Dopo una guerra a tutto campo tra il 1992 e il 1994, conclusasi con il cessate-il-fuoco e con uno status quo che vede ancora oggi l’Armenia controllare di fatto i distretti dell’Artsakh internazionalmente ritenuti territorio azero, il conflitto è proseguito a bassa intensità. Nel 2016 Marco di Liddo, del Centro Studi Internazionali (CeSI), analista ed esperto dell’area dell’ex-URSS, ha detto ad Inside Over che “la guerra del Nagorno-Karabakh è il più classico dei conflitti congelati, forse il ‘padre’ di questo genere di attriti politico-militari nello spazio post-sovietico e il confronto tra Erevan e Baku avviene in un contesto nel quale non esiste un preciso piano di pace ma soltanto un cessate il fuoco sine die. La corsa al riarmo, che ha coinvolto entrambi i contendenti negli ultimi anni, soprattutto l’Azerbaigian, aiutato dall’exploit petrolifero e da un significativo aumento della spesa militare, ha contribuito all’acuirsi della tensione”.

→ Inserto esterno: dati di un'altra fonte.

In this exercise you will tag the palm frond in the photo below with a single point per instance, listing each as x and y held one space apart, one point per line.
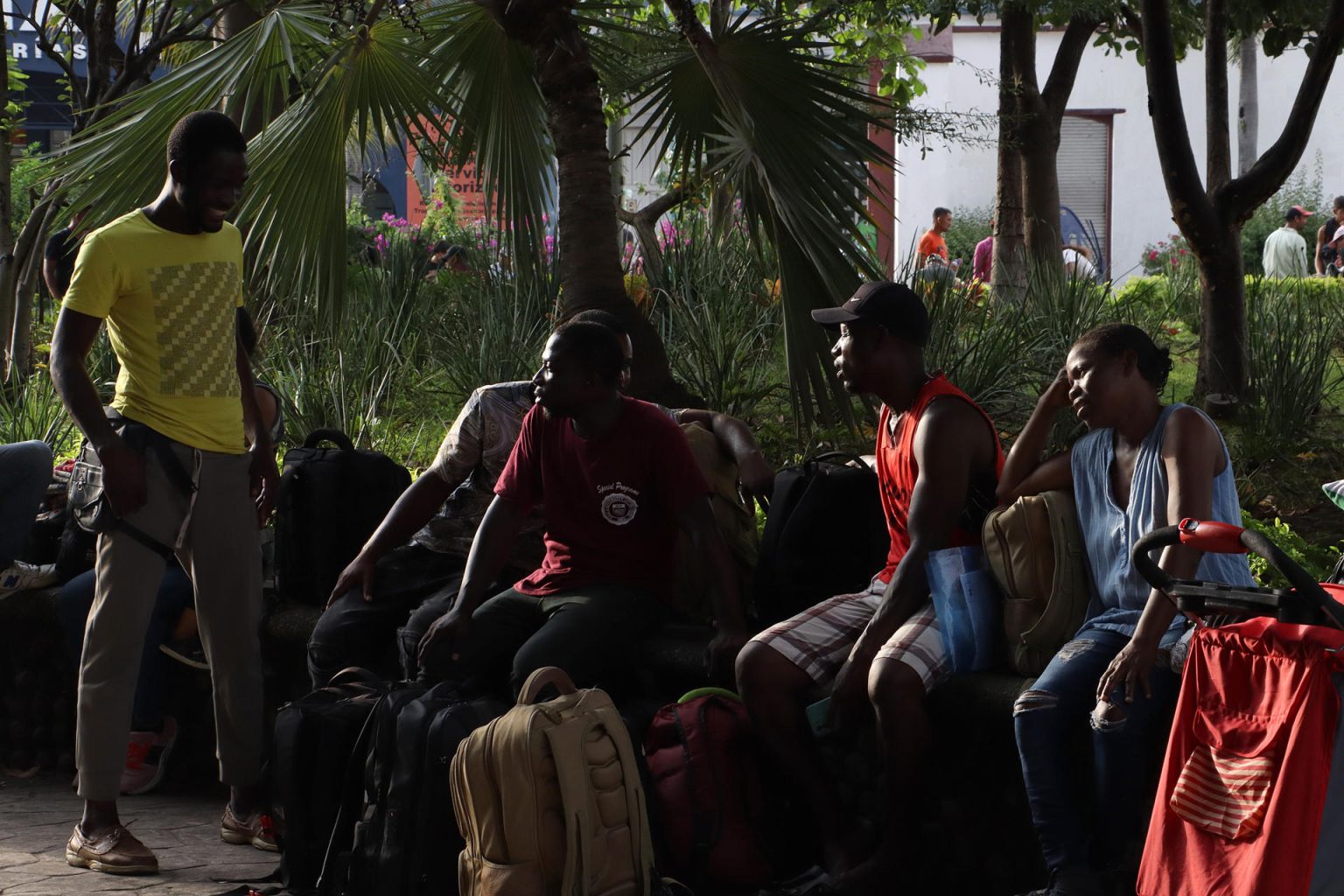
496 113
118 164
787 128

Schermaglie sanguinose al confine si sono verificate nel 2008, nel 2010, nel 2012, nel 2014 e nel 2016. L’attuale tensione al confine è ulteriormente esacerbata dalla particolare problematicità del teatro mediorientale e mediterraneo, che negli ultimi anni ha conosciuto una fluida evoluzione sul fronte siriano ed è stato perturbato dal crescente attivismo della Turchia di Recep Tayyip Erdogan. Terre come il Nagorno-Karabakh rischiano di essere a lungo oggetto di battaglie e di fiammate improvvise fino a che i centri decisionali delle questioni geopolitiche saranno esterni alle capitali coinvolte.

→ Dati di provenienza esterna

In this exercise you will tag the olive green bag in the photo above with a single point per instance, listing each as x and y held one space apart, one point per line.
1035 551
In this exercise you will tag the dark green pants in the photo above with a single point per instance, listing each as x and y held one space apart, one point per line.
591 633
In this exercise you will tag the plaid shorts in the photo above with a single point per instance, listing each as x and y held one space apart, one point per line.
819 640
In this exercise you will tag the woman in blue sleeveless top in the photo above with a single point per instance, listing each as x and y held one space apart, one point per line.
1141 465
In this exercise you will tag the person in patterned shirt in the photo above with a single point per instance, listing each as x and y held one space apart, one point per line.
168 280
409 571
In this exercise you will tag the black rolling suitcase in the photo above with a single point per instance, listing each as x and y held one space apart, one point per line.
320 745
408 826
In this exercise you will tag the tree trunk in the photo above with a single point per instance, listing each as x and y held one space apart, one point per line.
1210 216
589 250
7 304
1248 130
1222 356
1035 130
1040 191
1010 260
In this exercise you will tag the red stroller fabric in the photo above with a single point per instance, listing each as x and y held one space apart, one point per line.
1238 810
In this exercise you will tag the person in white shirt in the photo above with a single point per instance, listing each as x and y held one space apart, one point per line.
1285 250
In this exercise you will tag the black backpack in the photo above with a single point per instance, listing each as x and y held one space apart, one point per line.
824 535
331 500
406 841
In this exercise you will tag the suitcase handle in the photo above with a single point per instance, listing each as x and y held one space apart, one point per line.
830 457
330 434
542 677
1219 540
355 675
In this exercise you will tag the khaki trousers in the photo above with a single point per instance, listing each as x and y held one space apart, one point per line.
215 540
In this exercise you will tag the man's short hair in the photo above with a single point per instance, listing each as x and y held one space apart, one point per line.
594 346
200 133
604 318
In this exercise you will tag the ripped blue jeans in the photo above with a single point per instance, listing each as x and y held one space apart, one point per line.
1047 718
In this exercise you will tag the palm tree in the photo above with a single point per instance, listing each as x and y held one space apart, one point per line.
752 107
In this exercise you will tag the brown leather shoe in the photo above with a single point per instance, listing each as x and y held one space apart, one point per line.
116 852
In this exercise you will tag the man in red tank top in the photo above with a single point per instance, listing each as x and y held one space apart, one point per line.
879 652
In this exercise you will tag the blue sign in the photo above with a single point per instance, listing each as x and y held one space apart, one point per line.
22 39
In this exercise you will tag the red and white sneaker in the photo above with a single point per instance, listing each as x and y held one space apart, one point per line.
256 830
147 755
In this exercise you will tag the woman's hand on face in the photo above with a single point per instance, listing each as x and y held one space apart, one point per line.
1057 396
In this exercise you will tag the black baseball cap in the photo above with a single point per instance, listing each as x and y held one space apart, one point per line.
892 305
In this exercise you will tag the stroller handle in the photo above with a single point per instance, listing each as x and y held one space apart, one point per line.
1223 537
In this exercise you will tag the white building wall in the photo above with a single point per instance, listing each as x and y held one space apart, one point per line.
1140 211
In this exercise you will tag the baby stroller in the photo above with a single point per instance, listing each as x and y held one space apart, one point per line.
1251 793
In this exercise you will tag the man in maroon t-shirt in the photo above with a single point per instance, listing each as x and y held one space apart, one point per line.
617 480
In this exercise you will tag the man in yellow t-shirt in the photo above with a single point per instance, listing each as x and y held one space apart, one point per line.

L’escalation del conflitto ha riportato alla mente antiche e mai sopite rivalità, il sangue è tornato a scorrere laddove civiltà diverse si sono confrontate, in diversi casi scontrate, ma hanno, soprattutto, convissuto portando a un incontro di culture annullato nella retorica bellicista del presente.

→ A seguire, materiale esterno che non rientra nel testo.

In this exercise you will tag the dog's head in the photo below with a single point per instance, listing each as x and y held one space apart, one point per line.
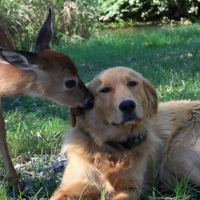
121 97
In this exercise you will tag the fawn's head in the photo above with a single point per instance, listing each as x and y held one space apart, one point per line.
56 74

Nel 2020 l’Azerbaijan è passato all’offensiva negli ultimi giorni di settembre su iniziativa del comandante in capo e presidente Ilham Allyiev per riconquistare i distetti ritenuti ex lege soggetti alla giurisdizione di Baku. Contro l’Azerbaijan l’Armenia e la repubblica dell’Artsakh hanno schierato unità regolari e miliziani, proponendo una mobilitazione popolare per difendere le terre che ritenevano di loro legittima sovranità, mentre a fianco delle truppe azere si sono schierate unità legate ai miliziani filoturchi operanti nel teatro siriano.
Il conflitto è durato circa quarantacinque giorni, fino al 10 novembre successivo, ed è stato contraddistinto da una sostanziale vittoria azera al momento del “cessate il fuoco” mediato dal ministro degli Esteri russo Sergej Lavrov. Forte della superiorità numerica, degli armamenti avanzati forniti da Turchia e Israele, dell’effetto-sorpresa e dell’azione di tecniche innovative come i “droni killer” usati contro postazioni fisse, carri armati e truppe nemiche le truppe di Baku hanno occupato sette distretti del Nagorno-Karabakh.
In particolare, sotto controllo di Baku sono caduti la porzione nord orientale dell’Artsakh (villaggi di Talish e Mataghis) facente parte della regione di Martakert, buona parte della regione di Hadrut e, come pezzo pregiato, circa metà della regione di Shushi compreso il suo capoluogo. Il conflitto ha segnato anche l’esodo dei cristiani armeni dai territori occupati da Baku; inoltre, bombardamenti hanno colpito il capoluogo dell’Artsakh Stepanakert e, nel fuoco incrociato, sono stati danneggiati sia il monumento nazionale dei cristiani armeni, la Cattedrale del Cristo Salvatore di Ġazančec’oc’ bombardata dalle forze azere, che la moschea di Gäncä bombardata il 9 ottobre dalle forze armene. La fine del confitto si è accompagnata a tentativi di riconciliazione sistemica tra Baku e Erevan che cercano un modus vivendi per evitare che, in futuro, il Caucaso meridionale torni nuovamente a farsi incandescente. Può una tregua reggere sul lungo periodo? Ogni previsione è azzardata quando si parla del Nagorno-Karabakh. Terra destinata dalla storia ad essere contesa e epicentro di guerre di confine.